Friday, April 1, 2011

DNR to Place Sonic Tags in Winnebago Walleyes

This spring Oshkosh DNR fisheries staff will be surgically implanting 100 walleye of various sizes on the Winnebago system with sonic tags. We’re asking anglers fishing the system to be on the lookout for these fish and to release them unharmed if they should catch one. The sonic tagged fish are recognizable as they have two or three blue monofilament sutures on their belly. We will also be putting a second tag on the fish in addition to the numbered Floy tag we commonly use. This second tag is a 3-inch long piece of yellow nylon located several inches behind the Floy tag (see photos).

This $32,000 project was entirely funded by 17 local sporting clubs and organizations around the Winnebagoland area with sportsmen’s dollars! The tags have a battery life of approximately 900 days. This should allow us to track the implanted walleye’s movement on their downstream migration this year and for 2 more years of both up and downstream spring runs, IF that fish doesn’t die or get harvested. That’s where your cooperation is vital to keep as many of these implanted fish swimming as long as possible. We believe that Winnebago system anglers will cooperate and release these fish, not only because they will find the information from this study very interesting, but also out of respect for the club’s donations of hard earned money toward this project.

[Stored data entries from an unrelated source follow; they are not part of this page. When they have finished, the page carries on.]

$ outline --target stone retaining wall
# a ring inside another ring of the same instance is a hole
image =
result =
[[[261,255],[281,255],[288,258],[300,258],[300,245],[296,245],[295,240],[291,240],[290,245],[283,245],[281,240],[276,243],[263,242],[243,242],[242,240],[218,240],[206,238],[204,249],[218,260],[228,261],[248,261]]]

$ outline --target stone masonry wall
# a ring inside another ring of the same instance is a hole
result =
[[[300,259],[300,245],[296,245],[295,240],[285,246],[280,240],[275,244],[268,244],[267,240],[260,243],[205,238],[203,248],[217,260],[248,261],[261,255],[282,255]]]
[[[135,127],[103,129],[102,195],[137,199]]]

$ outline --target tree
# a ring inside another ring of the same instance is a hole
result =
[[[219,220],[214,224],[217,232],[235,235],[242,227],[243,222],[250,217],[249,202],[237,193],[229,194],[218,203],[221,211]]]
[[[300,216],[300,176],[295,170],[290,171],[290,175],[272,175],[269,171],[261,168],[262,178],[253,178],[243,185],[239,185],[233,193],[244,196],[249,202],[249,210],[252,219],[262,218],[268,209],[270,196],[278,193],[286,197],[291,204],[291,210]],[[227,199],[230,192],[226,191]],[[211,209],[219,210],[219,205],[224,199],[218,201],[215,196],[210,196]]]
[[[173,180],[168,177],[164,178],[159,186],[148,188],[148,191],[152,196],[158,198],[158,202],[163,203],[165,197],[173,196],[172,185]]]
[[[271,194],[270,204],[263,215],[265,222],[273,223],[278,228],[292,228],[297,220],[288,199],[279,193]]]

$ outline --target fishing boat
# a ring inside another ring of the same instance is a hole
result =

The purpose of implanting the walleye with these tags is to better understand the timing and movement patterns of walleye in the Winnebago system. For many years, anglers have asked us questions about when the walleye leave the lake, how long does it take for them to get to the spawning marshes, how long do they stay up in the rivers, how fast they come back to the lake, etc. These sonic tags will give us some great information to better answer those questions.

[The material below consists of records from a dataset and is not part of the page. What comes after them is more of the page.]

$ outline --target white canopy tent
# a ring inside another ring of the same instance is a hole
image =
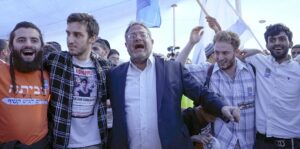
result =
[[[199,24],[200,7],[196,0],[159,0],[162,23],[152,28],[154,52],[167,53],[173,45],[173,9],[176,7],[176,46],[181,49],[189,38],[190,30]],[[299,0],[241,0],[242,15],[260,42],[264,44],[265,26],[282,22],[294,33],[294,43],[299,43]],[[70,13],[93,14],[100,24],[100,37],[107,39],[117,49],[123,60],[128,59],[124,46],[124,31],[135,20],[136,0],[0,0],[0,38],[8,38],[9,32],[20,21],[31,21],[41,28],[45,41],[59,42],[66,48],[66,19]],[[258,20],[266,23],[258,23]],[[297,40],[298,39],[298,40]],[[251,43],[251,41],[250,41]],[[256,44],[248,44],[253,47]]]
[[[176,28],[181,47],[188,39],[191,28],[198,24],[200,8],[196,2],[193,7],[187,2],[193,0],[160,0],[162,24],[160,28],[152,28],[154,51],[167,53],[167,47],[173,45],[173,8],[177,3]],[[183,10],[184,9],[184,10]],[[182,11],[191,12],[186,16]],[[66,49],[66,19],[72,12],[92,14],[100,24],[99,36],[107,39],[112,48],[121,53],[123,59],[128,58],[124,46],[124,31],[127,25],[135,20],[136,0],[0,0],[0,38],[8,38],[10,31],[20,21],[30,21],[43,32],[45,41],[59,42]],[[187,23],[188,22],[188,23]],[[189,25],[188,25],[189,24]],[[182,35],[185,36],[182,36]]]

Walleye will be tagged on the Fox River at Eureka and in the New London, Shiocton and Cty Rd CCC areas on the Wolf River to characterize movement of walleyes collected from various locations. In addition, spawning fish captured in Lake Winnebago will be implanted to see if they stay in the lake or eventually migrate upstream. The implanted walleye will range in size from 16 – 26 inches this spring. The tags are similar to those used on sturgeon and catfish in the system and the existing network of 27 sonic receivers will be used to track the movement of these walleye. Data are downloaded from the receivers in June and September.
If you do end up harvesting one of the sonic tagged fish we’d really like to get the transmitter back. At $320 each they’re too expensive to waste!! We can implant it in another walleye and maximize the info we get from each tag. So please call me at 920-424-7880 and we can make arrangements to return the tag. If I don’t answer (and it’s highly likely that I’ll be out on the water tagging walleye and sturgeon for most of April!) just leave a message on the voicemail with your name and number where I can reach you and I’ll get back to you as soon as I can.

The clubs/organizations that have contributed to this project are Battle on ‘Bago, Otter St. Fishing Club, Lake Poygan Sportsman’s Club, Walleyes for Tomorrow, East Shore Conservation Alliance, Fisherman’s Rd Fishing Club, Sheboygan Walleye Club, Lower Cliff Fishing Club, West Shore Fishing Club, Payne’s Point Hook and Spear, Quinney Fishing Club, Berlin Conservation Club, Outdoor Conservation Club, Brothertown Fishing Club, Butte des Morts Conservation Club, Twin City Rod and Gun Club and Oakfield Conservation Club. On behalf of the Department and the contributing clubs, I look forward to your cooperation in this great project and sharing the information from it a few years from now. As always, and be safe and courteous on the water, and good luck fishing!